During our adenine derepression experiment, we noted that Pol II passage decreased at the 20-min time point (Fig. 5A). This may be explained by the bivalent nature of poised inactive promoters, which allows for a burst of transcription yet requires a subsequent repression for extensive chromatin remodeler binding, full transcription factor recruitment, and/or more robust induction of gene expression (3). In fact, as more promoter chromatin changes are experienced by repressed promoters between basal and active states relative to constitutively expressed genes, this feature of repressed/inducible promoters could lead to higher levels of transcription noise (referred to as the variability of gene expression in a cell population under the same growth conditions), as observed in both genome-wide studies (2) and individual assessments of PHO5 (49) and ADE genes (Fig. 2).

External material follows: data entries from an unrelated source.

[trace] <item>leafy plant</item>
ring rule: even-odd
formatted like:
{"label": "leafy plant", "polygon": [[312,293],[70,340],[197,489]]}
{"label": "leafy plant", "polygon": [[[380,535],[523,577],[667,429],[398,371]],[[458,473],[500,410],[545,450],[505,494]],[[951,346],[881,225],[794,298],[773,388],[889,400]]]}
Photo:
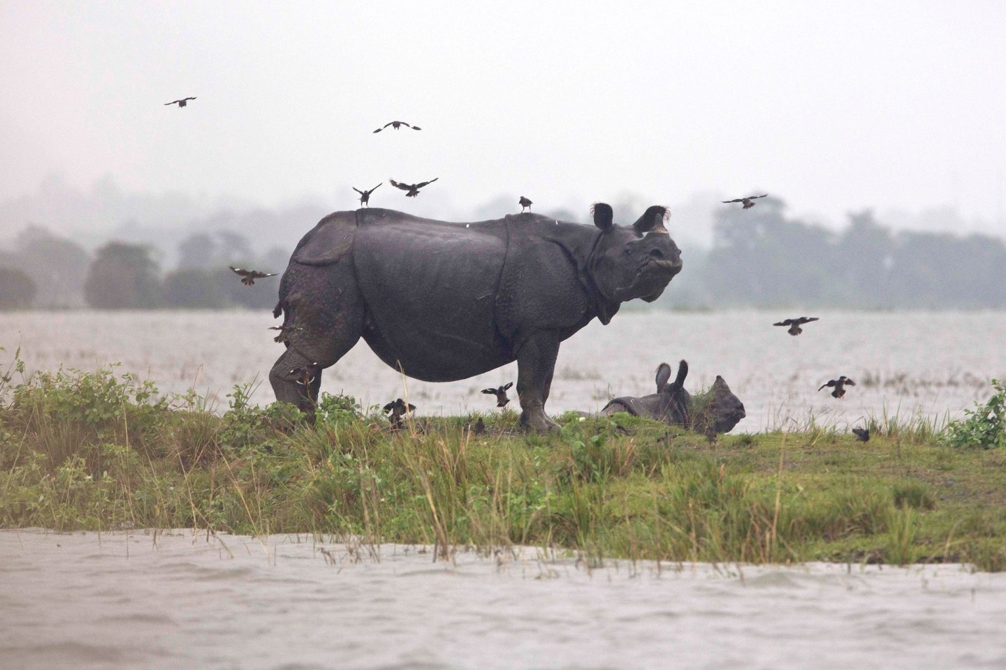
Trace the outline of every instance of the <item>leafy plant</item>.
{"label": "leafy plant", "polygon": [[992,388],[988,402],[975,403],[975,409],[964,411],[964,419],[950,422],[944,438],[948,446],[1006,449],[1006,385],[992,380]]}

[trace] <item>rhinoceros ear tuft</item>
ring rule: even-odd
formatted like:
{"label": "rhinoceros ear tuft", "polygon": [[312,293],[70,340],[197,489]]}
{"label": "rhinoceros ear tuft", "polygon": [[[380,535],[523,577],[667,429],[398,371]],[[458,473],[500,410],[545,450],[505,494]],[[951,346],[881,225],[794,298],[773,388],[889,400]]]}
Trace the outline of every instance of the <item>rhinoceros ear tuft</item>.
{"label": "rhinoceros ear tuft", "polygon": [[608,203],[596,202],[591,205],[591,216],[594,217],[594,225],[601,228],[602,232],[608,232],[615,225],[615,213]]}
{"label": "rhinoceros ear tuft", "polygon": [[636,231],[637,235],[643,235],[653,231],[655,233],[667,233],[667,228],[664,227],[664,222],[670,218],[671,212],[669,209],[663,205],[654,205],[647,209],[643,216],[637,219],[636,223],[632,224],[633,229]]}

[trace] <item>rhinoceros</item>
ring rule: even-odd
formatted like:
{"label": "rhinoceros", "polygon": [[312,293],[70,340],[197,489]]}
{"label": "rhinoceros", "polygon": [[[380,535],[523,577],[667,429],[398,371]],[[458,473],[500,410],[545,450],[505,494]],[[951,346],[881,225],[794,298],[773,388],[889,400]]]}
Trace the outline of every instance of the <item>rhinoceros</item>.
{"label": "rhinoceros", "polygon": [[729,433],[737,422],[746,416],[744,404],[733,395],[722,377],[708,391],[691,395],[685,391],[688,363],[678,364],[678,375],[671,379],[671,367],[661,363],[657,368],[657,393],[649,396],[624,396],[615,398],[602,408],[602,414],[628,412],[634,416],[648,417],[676,424],[703,433],[712,439],[716,433]]}
{"label": "rhinoceros", "polygon": [[269,378],[277,400],[310,413],[321,375],[363,337],[381,361],[427,382],[461,380],[517,362],[520,425],[558,426],[544,411],[559,343],[626,300],[656,300],[681,271],[681,251],[654,206],[632,226],[610,205],[594,226],[514,214],[475,223],[386,209],[329,214],[304,236],[280,281],[294,334]]}

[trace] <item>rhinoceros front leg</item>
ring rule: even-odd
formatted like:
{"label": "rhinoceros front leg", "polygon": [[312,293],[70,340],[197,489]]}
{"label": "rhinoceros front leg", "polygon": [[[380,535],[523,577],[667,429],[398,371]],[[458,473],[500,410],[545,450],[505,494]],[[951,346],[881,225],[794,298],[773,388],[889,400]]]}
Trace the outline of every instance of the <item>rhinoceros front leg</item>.
{"label": "rhinoceros front leg", "polygon": [[536,431],[558,431],[559,425],[545,414],[545,400],[551,387],[558,338],[541,333],[528,340],[517,352],[517,395],[520,397],[520,425]]}

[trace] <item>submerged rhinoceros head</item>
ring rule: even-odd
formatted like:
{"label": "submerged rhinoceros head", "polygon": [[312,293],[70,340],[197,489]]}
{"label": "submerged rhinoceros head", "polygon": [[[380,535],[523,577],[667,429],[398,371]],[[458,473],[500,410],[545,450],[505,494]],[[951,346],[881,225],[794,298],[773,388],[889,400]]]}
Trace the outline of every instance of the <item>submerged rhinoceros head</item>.
{"label": "submerged rhinoceros head", "polygon": [[589,269],[599,290],[612,302],[656,300],[681,271],[681,250],[664,227],[667,208],[649,208],[631,227],[614,224],[611,205],[597,203],[593,211],[602,234]]}

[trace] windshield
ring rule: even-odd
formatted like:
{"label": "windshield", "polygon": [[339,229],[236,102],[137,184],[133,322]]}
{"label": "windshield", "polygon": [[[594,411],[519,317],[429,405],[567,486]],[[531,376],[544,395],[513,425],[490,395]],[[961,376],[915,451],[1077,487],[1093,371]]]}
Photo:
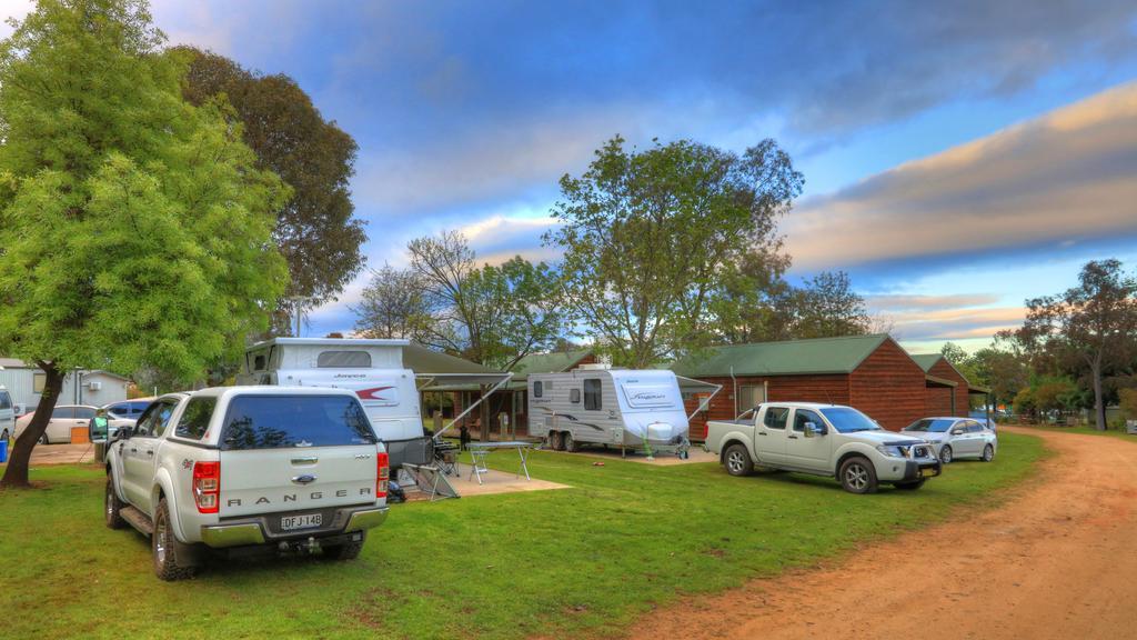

An intriguing issue in the chromatin field is how SWR-C obtains specificity for certain loci. Accumulated evidence evolved into a model that transcriptional factors first recruit NuA4 to gene regulatory regions. NuA4 then acetylates histone H4, which further docks SWR-C through its Bdf1 subunit for H2A.Z incorporation. Newly deposited H2A.Z subsequently is acetylated by NuA4, preparing the promoter for nucleosome disruption (10, 13, 15–18, 20, 35). Our data about ADE promoter architecture is in agreement with this model (Fig. 7). A recent study revealed that SWR1 preferentially binds long nucleosome-free DNA and the adjoining nucleosome core particle, proposing a mechanism that allows the complex discrimination of gene promoters over gene bodies (50). We found that there still is Htz1 present at promoters in NuA4 mutants, although to a lesser extent. Thus, it is very likely that SWR-C utilizes multiple mechanisms to various degrees in specific chromatin contexts in order to precisely coordinate cellular activities.

FIG 7.

Model of stepwise chromatin modifications on ADE gene promoters for activation. When adenine is present in the media, Bas1 recruits NuA4 over ADE promoters. This recruitment leads to H4 acetylation and also stimulates Htz1 incorporation. Adenine starvation triggers the conformation changes of Bas1, which recruits Pho2. Subsequent recruitment of other coactivators, like the chromatin remodeler SWI/SNF and histone H3 acetyltransferase SAGA, assists nucleosome eviction and leads to recruitment of the basal machinery and transcription activation. Ac, acetylation (light green for H4ac, dark green of H3ac); GTF, general transcription factors.